8点リードの8回に登板すると球場からは拍手が起こった。初球から152キロをマークすると、「おー!」と観客から声が漏れた。5球目が155キロとバックスクリーンに表示されると、再び大きなどよめきが起こった。
春はこれまで153キロが最速で今回更新。夏でも07年佐藤由規(仙台育英)13年安楽智大(済美)の155キロが最速で、石垣が甲子園最速に並んだ。

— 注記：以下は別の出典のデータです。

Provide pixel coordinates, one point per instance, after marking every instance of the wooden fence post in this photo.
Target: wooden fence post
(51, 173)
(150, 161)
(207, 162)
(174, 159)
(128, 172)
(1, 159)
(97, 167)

石垣は155キロに「1球目でスピードが出ていたのでいけるかなと思いました。うれしい気持ちもあるんですけど、まだまだ行けるなと感じました」と笑みがはじけた。これまでの自身最速は158キロ。甲子園最速更新に「期待してもいいか」との問いには「はい」と自信ありげな表情を見せた。
ベスト4一番乗りを決め、「率直にうれしい気持ちです。まずは自分たちができる野球をしっかりしてまずは決勝に行ければいいかなと思っています」と白い歯をこぼした。
◆石垣元気(いしがき・げんき)2007年(平19)8月16日生まれ、北海道登別市出身。小1で野球を始め、中学は洞爺湖シニアでプレー。健大高崎では1年春の県大会からベンチ入りし、2年春には5試合防御率1・96で2年生コンビの佐藤龍月とセンバツVに貢献。卒業後の希望進路は「プロ1本」と明言しており、将来の夢は大リーガー。最速158キロ。178センチ、78キロ。右投げ両打ち。